Vinte anos depois da morte de Ilan Halimi, em 13 de fevereiro de 2006, e após a vandalização de várias árvores em homenagem a ele na França, Emmanuel Macron plantará um carvalho na sexta-feira nos jardins do Eliseu em memória do jovem judeu francês torturado até a morte pela “gangue de bárbaros”, anunciou o Eliseu na quarta-feira, 11 de fevereiro.
Em meio ao aumento do antissemitismo na França, o presidente também fará um discurso. Ele não vai “apenas fazer uma observação, mas também identificar e qualificar os propagadores e a propaganda que espalha o veneno antissemita no coração da nossa nação”observou um conselheiro presidencial, citando “tanto a extrema direita como a extrema esquerda” e o “identidade e círculos comunitários”.
Em França, foram registados 504 atos antissemitas entre janeiro e maio de 2025, um aumento de 134% face ao mesmo período de 2023, alimentado pela guerra lançada em Gaza pelo exército israelita na sequência do massacre perpetrado pelo Hamas em 7 de outubro de 2023 em Israel.

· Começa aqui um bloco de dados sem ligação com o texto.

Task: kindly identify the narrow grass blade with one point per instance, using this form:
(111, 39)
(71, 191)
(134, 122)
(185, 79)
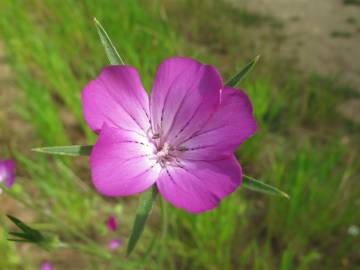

O presidente “denunciaremos as acusações infundadas com que os propagadores do ódio antissemita, em todas as formas e em todos os lugares, pretendem lançar sobre os judeus franceses”observou também o assessor. “Ele quer escrever as palavras que devem levar todos e cada um, mulheres e homens de boa vontade, a se levantarem contra o anti-semitismo, de onde quer que venha, qualquer que seja a sua forma.”E “entregar uma mensagem de solidariedade e carinho a todos os cidadãos judeus deste país”.
Estarão presentes cerca de 200 convidados, incluindo a família de Ilan Halimi, representantes de organizações e jovens envolvidos na luta contra o anti-semitismo. Participarão na cerimónia autoridades judiciárias, incluindo o primeiro presidente e o procurador-geral do Tribunal de Cassação, o diretor da Escola Nacional de Magistratura e representantes da Ordem dos Advogados.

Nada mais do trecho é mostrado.